中学三年生/マジバ


「赤司に目ェつけられたかもしれん」
「それは何というか」
 お疲れ様ですセンパイと笑った花宮に今すぐ水でもぶっかけてやろうかと思った。
 何の変哲も無い日曜日、場所は夕方のマジバ。ストバスでのいつものバスケの練習の後に、ワシと花宮の二人は、帰る前の軽い腹ごしらえをしていた。
 というか赤司に目をつけられたって何したんですかと、花宮はドリンクを手に呆れた顔をする。ワシはわからんとしか言えなかった。
「なんか居残り練習の許可もらいに来た赤司にマネやれ言われてな」
「やればいいじゃないですか」
「他人事やと思って。やって、中学時代のキセキは流石になあ。てか青峰だけでワシは手一杯やったし」
 五人も相手するなんて桃井と黒子にしか出来んわと言えば、青峰の相手も殆どしてなかったでしょうと花宮が冷めた声で言った。
「バスケに関してはな。他のことや」
「嗚呼、あのガングロは馬鹿でしたっけ」
「そらお前から見れば大抵のやつは馬鹿やろ」
 でも青峰は最強やからいいんやでと言ったら、親バカですかと白けた目を向けられた。失礼な、あんな息子を持った覚えは無い。
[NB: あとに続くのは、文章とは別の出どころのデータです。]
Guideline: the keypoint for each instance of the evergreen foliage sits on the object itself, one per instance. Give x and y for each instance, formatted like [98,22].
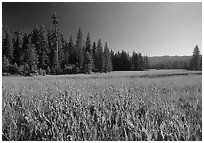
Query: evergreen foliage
[35,51]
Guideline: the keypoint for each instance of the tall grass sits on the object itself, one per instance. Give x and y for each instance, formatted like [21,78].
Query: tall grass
[102,108]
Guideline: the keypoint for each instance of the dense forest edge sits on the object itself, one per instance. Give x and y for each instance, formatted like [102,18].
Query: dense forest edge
[41,51]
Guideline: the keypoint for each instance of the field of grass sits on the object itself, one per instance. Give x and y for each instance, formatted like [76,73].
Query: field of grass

「とりあえずバスケの練習は帝光から離れたこの辺りのストバス場を使っとるから、見られたりせんやろ」
「見られたら勧誘が強くなりそうですからね」
「あとは、ひたすら助っ人の話を断っとるわけやけど」
「言い訳のレパートリーが無くなりましたか」
「不穏なこと言わんといて。それがなあ、最近は桃井も寄越すようになってな」
「は?」
 桃井にも弱いねんと顔を覆えば、花宮はジト目になった。いやほんと桃井と青峰はあかんねんて。
「アンタ本当に後輩に甘いですね」
「それお前にも言えるからな」
「……チッ」
「舌打ちやめろや」
 花宮が気まずそうに顔を逸らしたのでワシはシェイクを飲んだ。甘ったるいこれを好む黒子は相当な甘党だろうかと思いを馳せる。現実逃避である。

「とりあえず、アンタいつまでも逃げてられませんよ」
「予言なん?」
「確率の話です。というかあの赤司は馬鹿じゃないんでアンタが桃井と青峰に弱いことはもうバレてるんじゃないですか」
「わあ、心配してくれるん?」
「茶化す余裕があるなら大丈夫ですね」
「まあ、まだなあ」
 まだ余裕はあるから、しっかりせんととため息を吐けば、花宮はサッサと帝光マネにでもなればいいじゃないですかと面倒くさそうにハンバーガーを手にしたのだった。